Here is the expected output:

pytorch-triton-rocm     3.2.0+git4b3bb1f8
torch                   2.7.0.dev20250302+rocm6.3
torchdata               0.11.0
torchtitan              0.0.2

⚠️ Important: ensure the correct kernel is selected

If the verification process fails, ensure the correct Jupyter kernel is selected for your notebook. To change the kernel, follow these steps:

  1. Go to the Kernel menu.

  2. Select Change Kernel.

  3. Select Python 3 (ipykernel) from the list.

Important: Failure to select the correct kernel can lead to unexpected issues when running the notebook.

5. Provide your Hugging Face token#

You’ll require a Hugging Face API token to access Llama-3.1. Generate your token at Hugging Face Tokens and request access for Llama-3.1 8B. Tokens typically start with “hf_”.

Run the following interactive block in your Jupyter notebook to set up the token:

Note: Uncheck the “Add token as Git credential” option.

from huggingface_hub import notebook_login, HfApi

# Prompt the user to log in
notebook_login()

Verify that your token was accepted correctly:

from huggingface_hub import HfApi

try:
    api = HfApi()
    user_info = api.whoami()
    print(f"Token validated successfully! Logged in as: {user_info['name']}")
except Exception as e:
    print(f"Token validation failed. Error: {e}")

Pretrain the model#

This section covers the process of setting up and running pretraining for the Llama-3.1 model using torchtitan. The following steps describe how to set up GPUs, import the required libraries, configure the model and training parameters, and run the pretraining process.

⚠️ Important: ensure the correct kernel is selected

Ensure the correct Jupyter kernel is selected for your notebook. To change the kernel, follow these steps:

  1. Go to the Kernel menu.

  2. Select Change Kernel.

  3. Select Python 3 (ipykernel) from the list.

Important: Failure to select the correct kernel can lead to unexpected issues when running the notebook.

Set and verify the GPU availability#

Begin by specifying the GPUs that are available for pretraining. Verify that they are properly detected by PyTorch.

import os
import torch
gpus = [0, 1, 2, 3, 4, 5, 6, 7] # Specify the 8 GPUs to be used for training for MI300x
os.environ.setdefault("CUDA_VISIBLE_DEVICES", ','.join(map(str, gpus)))
# Ensure PyTorch detects the GPUs correctly
print(f"PyTorch detected number of available devices: {torch.cuda.device_count()}") 
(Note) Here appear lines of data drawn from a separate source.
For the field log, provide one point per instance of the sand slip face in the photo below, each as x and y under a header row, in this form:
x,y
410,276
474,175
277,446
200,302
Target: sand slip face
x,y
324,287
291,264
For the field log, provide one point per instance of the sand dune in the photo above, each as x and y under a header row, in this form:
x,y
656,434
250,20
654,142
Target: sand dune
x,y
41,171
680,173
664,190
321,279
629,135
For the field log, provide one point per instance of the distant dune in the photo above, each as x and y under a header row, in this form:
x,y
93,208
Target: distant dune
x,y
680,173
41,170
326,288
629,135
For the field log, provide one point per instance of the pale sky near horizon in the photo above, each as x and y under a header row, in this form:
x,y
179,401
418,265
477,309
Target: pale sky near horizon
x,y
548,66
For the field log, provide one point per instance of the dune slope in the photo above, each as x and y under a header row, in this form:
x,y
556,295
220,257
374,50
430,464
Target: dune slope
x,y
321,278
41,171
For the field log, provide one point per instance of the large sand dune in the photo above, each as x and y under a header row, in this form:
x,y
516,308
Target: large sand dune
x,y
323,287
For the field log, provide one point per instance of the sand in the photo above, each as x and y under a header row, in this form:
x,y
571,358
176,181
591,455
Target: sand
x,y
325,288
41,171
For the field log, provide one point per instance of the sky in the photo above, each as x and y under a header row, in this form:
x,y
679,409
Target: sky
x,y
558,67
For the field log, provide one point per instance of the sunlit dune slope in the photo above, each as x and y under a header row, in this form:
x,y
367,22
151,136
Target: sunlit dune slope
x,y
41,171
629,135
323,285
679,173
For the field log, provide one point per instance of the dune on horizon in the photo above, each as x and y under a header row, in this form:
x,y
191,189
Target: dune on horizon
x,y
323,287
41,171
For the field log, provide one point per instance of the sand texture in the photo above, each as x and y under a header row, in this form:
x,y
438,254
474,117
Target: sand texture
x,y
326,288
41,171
Download the Llama tokenizer#

To start training Llama-3.1 models, you must download a tokenizer model. Run the following command to download the Llama-3.1 tokenizer to your local machine.

# Get your HF token from https://huggingface.co/settings/tokens

# Llama-3.1 tokenizer model
!cd torchtitan && python scripts/download_tokenizer.py --repo_id meta-llama/Meta-Llama-3.1-8B --tokenizer_path "original"

Prepare the dataset#

By default, torchtitan Llama-3.1 8B uses the c4 dataset to conduct pretraining. In this notebook, you can change this to the smaller c4_test dataset for test purposes.

!sed -i 's/dataset = "c4"/dataset = "c4_test"/' ./torchtitan/torchtitan/models/llama/train_configs/llama3_8b.toml

Run the pretrain recipe#

You can pretrain Llama-3.1 8B with LoRA on eight GPUs using the following command:

!cd ./torchtitan/ && CONFIG_FILE="./torchtitan/models/llama/train_configs/llama3_8b.toml" ./run_train.sh

For multinode distributed training, torchtitan provides a Slurm recipe. You can use the multinode_trainer.slurm file to submit your sbatch job. For more information, see the official guide from torchtitan.

Monitoring GPU memory#

To monitor GPU memory during training, run the following command in a terminal:

!rocm-smi

This command displays memory usage and other GPU metrics to ensure your hardware resources are being optimally used.